The vision of the Norwich Research Park partners and local government stakeholders is to develop a thriving science and innovation business park over the next decade by supporting spin-out and start up companies and through attracting inward investment from large corporate organisations involved in science and technology. Norwich Research Park is home to around 30 science and IT based businesses.
With over 11,000 people including 2,700 scientists, the Norwich Research Park has one of Europe’s largest single-site concentrations of research in Health, Food and Environmental Sciences.
In 2011, the Government awarded BBSRC £26M to invest in Norwich Research Park to deliver innovation from the research base and generate economic growth and job creation. The investment will help to create and support new companies and jobs based on world-leading bioscience.
Procarta Biosytems Limited (www.procartabio.com) is a company formed by The John Innes Centre, Plant Bioscience Limited (PBL) and the founding scientists Dr Michael McArthur and Professor Mervyn Bibb. It previously received £320 000 funding from Iceni Seedcorn fund and the Rainbow Seed Fund and began operations in July 2007. It is currently headquartered in the Norwich Bioincubator.
Morningside (www.Morningside.com) is a diversified investment group founded in 1986 by the Chan family of Hong Kong. The Chan family founded the Hang Lung Group in Hong Kong in 1960. Morningside is engaged primarily in private equity and venture capital investments. The group has investments in North America, Europe, across Asia-Pacific, and since 1992, in Mainland China. Morningside was one of the earliest institutional investors in China's internet industry and in recent years has been a leader in China's emerging biotechnology sector.

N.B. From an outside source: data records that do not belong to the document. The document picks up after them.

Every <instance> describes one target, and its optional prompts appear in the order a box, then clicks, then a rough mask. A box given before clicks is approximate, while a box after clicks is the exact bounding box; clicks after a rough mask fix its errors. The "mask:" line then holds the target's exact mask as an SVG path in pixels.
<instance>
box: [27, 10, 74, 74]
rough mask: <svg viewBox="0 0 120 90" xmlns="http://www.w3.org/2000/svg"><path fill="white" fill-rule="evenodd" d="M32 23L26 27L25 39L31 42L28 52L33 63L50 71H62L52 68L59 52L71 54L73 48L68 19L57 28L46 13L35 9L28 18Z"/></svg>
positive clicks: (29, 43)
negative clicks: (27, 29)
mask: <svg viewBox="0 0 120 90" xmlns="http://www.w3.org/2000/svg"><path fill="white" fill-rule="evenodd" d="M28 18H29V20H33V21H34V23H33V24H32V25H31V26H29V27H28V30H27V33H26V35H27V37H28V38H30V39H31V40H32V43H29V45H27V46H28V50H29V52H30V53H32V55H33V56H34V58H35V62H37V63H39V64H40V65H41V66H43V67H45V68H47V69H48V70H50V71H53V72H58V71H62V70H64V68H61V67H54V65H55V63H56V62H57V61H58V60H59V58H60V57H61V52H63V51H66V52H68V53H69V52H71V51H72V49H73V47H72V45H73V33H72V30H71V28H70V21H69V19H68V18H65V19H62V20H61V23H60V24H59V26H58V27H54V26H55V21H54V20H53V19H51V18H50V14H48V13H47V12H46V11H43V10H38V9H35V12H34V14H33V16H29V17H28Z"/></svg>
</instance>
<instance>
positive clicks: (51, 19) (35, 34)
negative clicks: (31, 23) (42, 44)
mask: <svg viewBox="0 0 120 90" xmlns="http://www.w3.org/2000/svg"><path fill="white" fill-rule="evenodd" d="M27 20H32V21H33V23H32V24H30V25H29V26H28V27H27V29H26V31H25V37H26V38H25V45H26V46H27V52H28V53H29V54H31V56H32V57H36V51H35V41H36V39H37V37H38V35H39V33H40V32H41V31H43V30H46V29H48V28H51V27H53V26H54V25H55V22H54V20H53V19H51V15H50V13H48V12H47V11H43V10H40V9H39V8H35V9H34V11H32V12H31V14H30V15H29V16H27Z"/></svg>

The £10m Rainbow Seed Fund (http://www.midven.co.uk/Rainbow-Seed-Fund/) was established in 2001 with funding from the Office of Science and Innovation to commercialise scientific research in a leading group of the UK publicly funded institutions, its partners. The Fund, which is independently managed by Midven Ltd, made its first investment in 2002, and currently has a portfolio of 18 companies with one exit to date.
The Iceni Seedcorn Fund (http://www.icenifund.com/) was established following a successful bid by a regional consortium of universities and institutes to the Department of Trade and Industry's University Challenge Fund and invests in the commercialisation of research results arising in partner academic institutions in the Eastern region of the UK such as the University of East Anglia, the John Innes Centre, the Institute of Food Research, the Sainsbury Laboratory, PBL and the University of Essex, through either the creation of new ventures or through licensing.